Capling dan Peluang Bisnis Dari Barang Bekas

Barang-barang ditata dan difoto, lalu dijual daring

 

Barang bekas impor memang masih banyak beredar di kota Makassar, bahkan mampu menghidupi banyak orang.

“TAS NATGEO BOSS.” Kata pria itu sambil menunjukkan beberapa tas di dalam genggamannya. Dia berdiri tidak jauh dari saya yang sedang duduk santai di seberang sebuah los penjual tas bekas.

Saya hanya tersenyum lebar kepadanya, belum mengerti apa yang dia maksudkan.
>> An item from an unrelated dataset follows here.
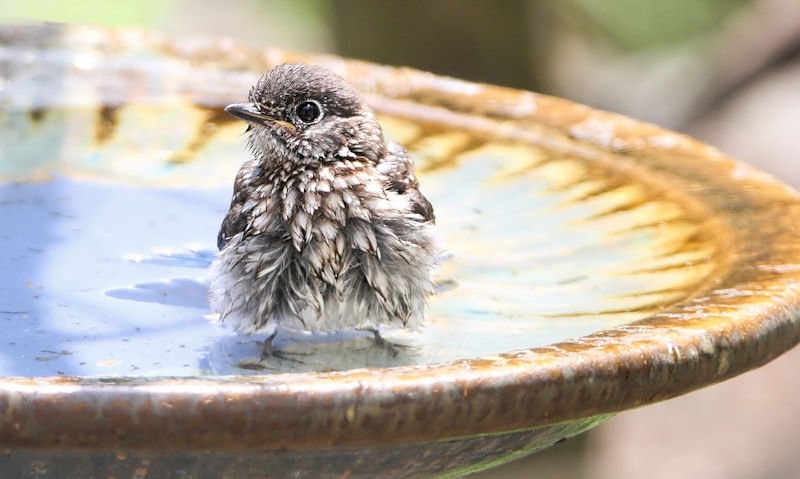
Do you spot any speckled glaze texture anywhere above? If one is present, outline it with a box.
[1,24,799,478]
Pria itupun beranjak pergi, menyusuri lorong dan berhenti di sebuah los yang kosong. Dari jauh saya melihat dia menata barang-barang yang tadi di bawanya di atas lantai los yang tingginya sekira 80 cm dari lantai. Tak berapa lama dia menarik sebuah undak-undakan dari kayu menyerupai tangga, mencari posisi yang pas untuk memotret barang-barang itu dengan handphone-nya.

Kegiatannya menarik perhatian saya, sepertinya ada yang unik dengan pria ini. Saya beranjak meninggalkan tempat duduk sdan menghampirinya.

“Mau dijual online ya?” Tanya saya.

Dia turun dari undak-undakan, menoleh ke arah saya dan menjawab. “Iyye, mau saya jual online.”

Dari situ kami kemudian mulai mengobrol.

*****

LELAKI ITU SAYA TAKSIR BERUSIA AWAL 30AN, berbadan gempal dengan beberapa tattoo di lengannya. Kaos merah menutupi tubuhnya, lengkap dengan sebuah kupluk bertuliskan “Suicidal Tendencies” yang belakangan saya tahu adalah nama sebuah band.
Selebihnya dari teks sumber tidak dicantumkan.